10:08

Mindful Awareness For Sleep

by Marianne Gush

Rated
4.4
Type
guided
Activity
Meditation
Suitable for
Everyone
Plays
212

This mindful awareness track offers a guided process toward drifting off to sleep—perfect for those who struggle with intrusive and unhelpful thoughts at bedtime. With calming narration and a soothing pace, it gently helps quiet the mind, relax the body, and ease you into a restful night's sleep. Ideal for winding down after a long day or establishing a peaceful bedtime routine.

SleepMindfulnessRelaxationBody ScanProgressive RelaxationSensory Awareness

Transcript

This is a simple meditation for use as you are falling asleep.

It ends open-ended allowing you to just continue into a deep sleep.

Start by making yourself comfortable,

Shift as you need to,

To make sure that you're completely comfortable within your space,

Lying down ready for sleep.

Start by just paying attention to what you can hear.

Noises within the room,

Noises outside,

Even paying attention to what you hear within your body.

Next,

Start paying attention to what you can feel physically.

The material of your clothes,

The air against your skin,

The mattress or the surface below you supporting you,

The blanket,

The pillows,

The sheets.

Just paying attention to what you feel without trying to change anything.

Next,

Shift your attention to just noticing your breathing.

Don't try and change anything,

Just notice.

Feeling the in-breath,

Feeling the out-breath,

And all the sensations that go along with breathing.

Lastly,

We're going to just gently scan through the body,

Again just noticing what you feel.

Just paying attention to sensations within the body,

Starting at the soles of your feet,

The tops of your feet,

And your ankles.

Allowing your attention to shift upwards into the calves and the shins,

Noticing what you're feeling.

Allow your attention to drift up into your knees and your thighs,

Front and back,

Without trying to change anything,

Just with a gentle curiosity.

Moving your attention up into the pelvis and hips,

Noticing what you are feeling within your lower back,

And allowing your attention to circle around to what it is you're feeling in your stomach.

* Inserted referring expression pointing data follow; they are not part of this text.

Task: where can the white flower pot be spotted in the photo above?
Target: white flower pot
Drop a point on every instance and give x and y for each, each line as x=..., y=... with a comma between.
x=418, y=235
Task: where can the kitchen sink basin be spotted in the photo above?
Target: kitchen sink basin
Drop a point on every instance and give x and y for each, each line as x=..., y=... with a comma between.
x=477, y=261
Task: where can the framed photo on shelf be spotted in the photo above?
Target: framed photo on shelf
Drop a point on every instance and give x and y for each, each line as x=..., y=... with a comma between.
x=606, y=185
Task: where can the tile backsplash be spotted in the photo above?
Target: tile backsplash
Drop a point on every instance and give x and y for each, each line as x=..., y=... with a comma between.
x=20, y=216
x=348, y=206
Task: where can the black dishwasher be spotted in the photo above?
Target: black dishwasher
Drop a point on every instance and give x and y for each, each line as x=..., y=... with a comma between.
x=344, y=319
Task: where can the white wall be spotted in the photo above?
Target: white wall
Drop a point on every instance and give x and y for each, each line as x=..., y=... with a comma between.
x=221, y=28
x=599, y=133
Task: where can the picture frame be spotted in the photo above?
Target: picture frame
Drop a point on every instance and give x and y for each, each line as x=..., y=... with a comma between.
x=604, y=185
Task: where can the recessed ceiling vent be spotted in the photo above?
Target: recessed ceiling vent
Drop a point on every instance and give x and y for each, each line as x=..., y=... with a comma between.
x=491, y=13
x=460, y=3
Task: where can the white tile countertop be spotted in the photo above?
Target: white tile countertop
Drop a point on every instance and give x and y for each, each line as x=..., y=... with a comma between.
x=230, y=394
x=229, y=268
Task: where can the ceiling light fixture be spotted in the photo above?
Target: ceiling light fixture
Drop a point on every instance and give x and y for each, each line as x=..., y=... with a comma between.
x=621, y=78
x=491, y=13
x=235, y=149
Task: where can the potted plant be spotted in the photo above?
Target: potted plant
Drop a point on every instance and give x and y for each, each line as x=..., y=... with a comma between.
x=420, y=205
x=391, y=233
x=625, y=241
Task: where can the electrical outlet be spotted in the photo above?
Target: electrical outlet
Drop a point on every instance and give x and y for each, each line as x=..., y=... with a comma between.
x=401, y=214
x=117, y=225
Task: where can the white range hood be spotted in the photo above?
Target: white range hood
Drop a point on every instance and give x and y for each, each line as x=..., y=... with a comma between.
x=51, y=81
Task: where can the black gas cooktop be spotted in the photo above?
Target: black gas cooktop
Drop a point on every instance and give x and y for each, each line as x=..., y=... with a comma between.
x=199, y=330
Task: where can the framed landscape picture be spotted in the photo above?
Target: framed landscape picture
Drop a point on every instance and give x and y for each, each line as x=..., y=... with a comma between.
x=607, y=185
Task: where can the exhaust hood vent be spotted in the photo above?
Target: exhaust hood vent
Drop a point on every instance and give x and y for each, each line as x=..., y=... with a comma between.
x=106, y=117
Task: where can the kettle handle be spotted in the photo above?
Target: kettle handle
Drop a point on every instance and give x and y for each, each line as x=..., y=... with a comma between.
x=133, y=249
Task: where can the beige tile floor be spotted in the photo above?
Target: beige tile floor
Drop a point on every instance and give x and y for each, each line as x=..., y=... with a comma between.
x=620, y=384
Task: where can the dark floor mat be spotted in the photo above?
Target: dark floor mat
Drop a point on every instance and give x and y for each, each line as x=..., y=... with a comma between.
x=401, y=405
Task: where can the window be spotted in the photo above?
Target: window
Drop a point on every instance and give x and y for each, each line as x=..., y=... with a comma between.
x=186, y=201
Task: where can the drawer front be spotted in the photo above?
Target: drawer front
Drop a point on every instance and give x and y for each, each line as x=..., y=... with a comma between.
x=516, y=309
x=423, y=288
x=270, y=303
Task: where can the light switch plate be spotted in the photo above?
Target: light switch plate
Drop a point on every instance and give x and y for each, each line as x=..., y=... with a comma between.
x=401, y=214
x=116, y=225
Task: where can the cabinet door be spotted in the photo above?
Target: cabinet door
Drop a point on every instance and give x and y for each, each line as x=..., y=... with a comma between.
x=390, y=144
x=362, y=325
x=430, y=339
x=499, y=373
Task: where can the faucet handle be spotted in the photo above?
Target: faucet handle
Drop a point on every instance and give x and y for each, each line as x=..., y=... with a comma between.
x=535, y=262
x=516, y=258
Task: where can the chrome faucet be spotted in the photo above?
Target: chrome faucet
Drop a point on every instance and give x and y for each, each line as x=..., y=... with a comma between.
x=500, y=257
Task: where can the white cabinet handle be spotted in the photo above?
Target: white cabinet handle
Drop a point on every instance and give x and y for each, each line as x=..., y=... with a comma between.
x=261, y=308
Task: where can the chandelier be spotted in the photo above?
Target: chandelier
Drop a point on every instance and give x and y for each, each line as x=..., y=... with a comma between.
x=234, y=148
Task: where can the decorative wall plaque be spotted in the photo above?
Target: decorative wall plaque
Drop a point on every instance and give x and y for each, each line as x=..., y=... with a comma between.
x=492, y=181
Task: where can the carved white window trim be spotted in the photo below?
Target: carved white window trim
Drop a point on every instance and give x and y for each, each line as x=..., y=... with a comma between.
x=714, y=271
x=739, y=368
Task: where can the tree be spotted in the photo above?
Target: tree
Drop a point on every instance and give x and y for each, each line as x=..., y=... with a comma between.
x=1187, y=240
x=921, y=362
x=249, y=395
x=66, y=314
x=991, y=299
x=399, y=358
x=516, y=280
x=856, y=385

And then circling around up into your middle back,

Noticing any sensations,

Noticing temperature,

Noticing any tension or looseness.

Circling around your body to your chest,

Just noticing what is happening there.

Shifting your attention now to your upper back and shoulders,

And then letting your attention slide down your arms,

Elbows,

Forearms,

Into your hands,

Just noticing,

Not changing anything.

Feeling,

Noticing the tips of your fingers.

And then gliding up your arms back into your neck,

Going over your head,

Noticing your scalp,

Paying attention to your forehead,

Your eyes,

And the muscles around your eyes,

Your mouth,

Your lips,

Your tongue,

Just noticing,

Not changing anything.

Paying attention to your jaw,

And lastly,

Any sensations you may be feeling in your ears.

And now,

Allow your attention to just gently rest across your whole body,

Perhaps allowing yourself to let go of any tension.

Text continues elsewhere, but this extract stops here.